La terza Sezione civile della Cassazione, con la sentenza n. 3893 del 29 febbraio 2016, ha chiarito che, in materia di colpa medica, una volta accertata la sussistenza del nesso di causalità tra la condotta e la lesione subita, un eventuale pregresso stato patologico del paziente può assumere rilievo soltanto ai fini della quantificazione del danno risarcibile.

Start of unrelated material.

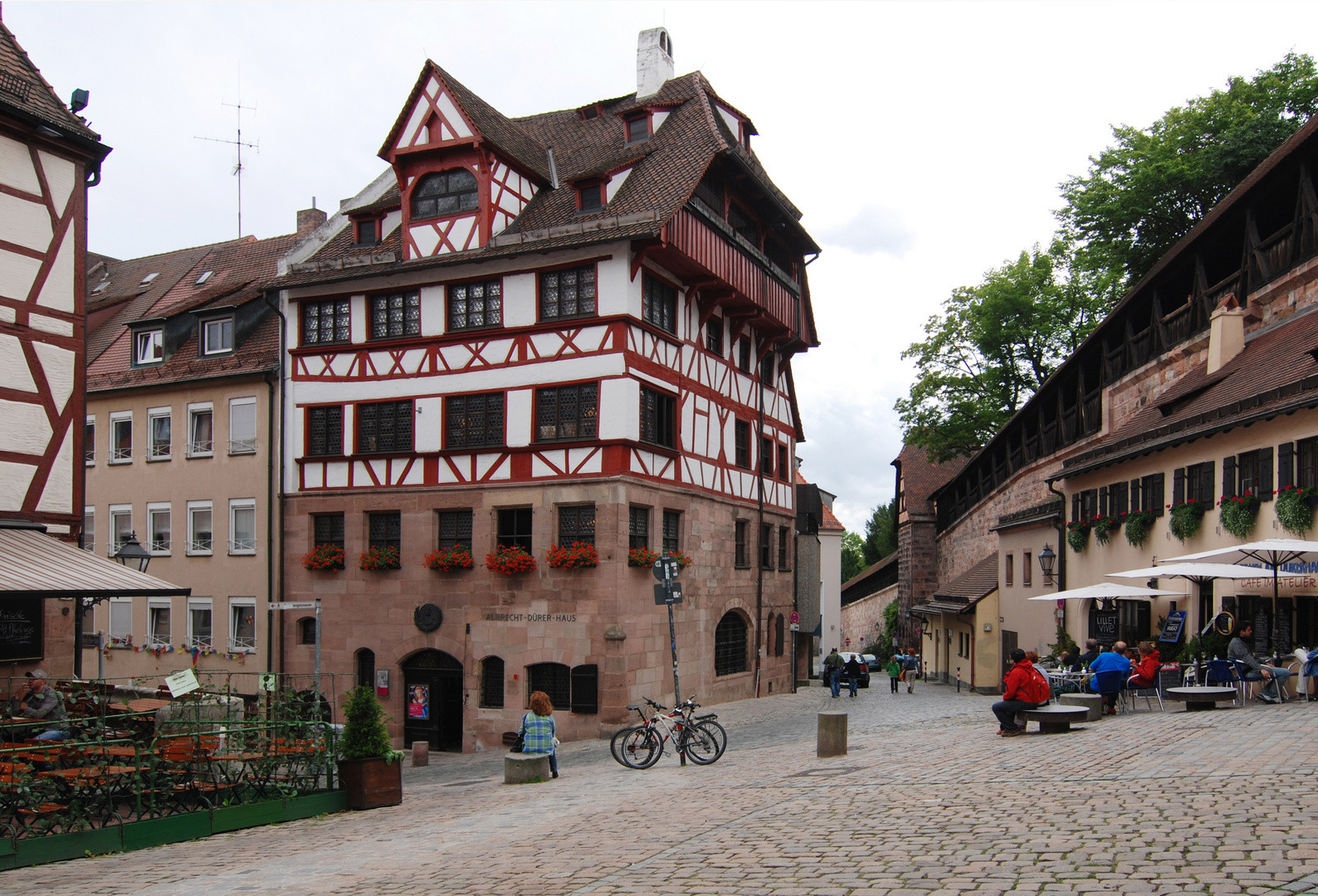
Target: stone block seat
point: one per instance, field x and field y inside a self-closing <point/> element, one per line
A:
<point x="1055" y="718"/>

La Suprema Corte, in sostanza, ha inteso proseguire nell'orientamento maggioritario in tema di concorso di cause nella determinazione del danno, ribadendo che deve ritenersi del tutto isolato il principio esposto nella sentenza n. 975/2009, in cui si affermava che, nel caso di concomitanza della condotta del sanitario e di un fattore naturale rappresentato dalla situazione patologica del paziente, il giudice avrebbe dovuto valutare la diversa efficienza delle varie concause ed attribuire all'autore della condotta dannosa la parte di corresponsabilità ad egli riconducibile, ponendo a carico del danneggiato il pregiudizio dovuto al suo stato personale.
Al contrario, la Corte di Cassazione è da tempo attestata sul principio per cui, ove la condotta colposa del medico abbia assunto rilievo causale nella produzione del danno come causa autonoma, efficiente e atipica rispetto alla causa originaria, se ne deve trarre la conseguenza che l'autore è responsabile per l'intero, avendo la pronuncia in esame chiarito che solo nella successiva fase di determinazione del quantum risarcitorio, si possa tener conto di circostanze, quali la sussistenza di pregresse concause, al fine di ridurre l'ammontare dell'™importo liquidato.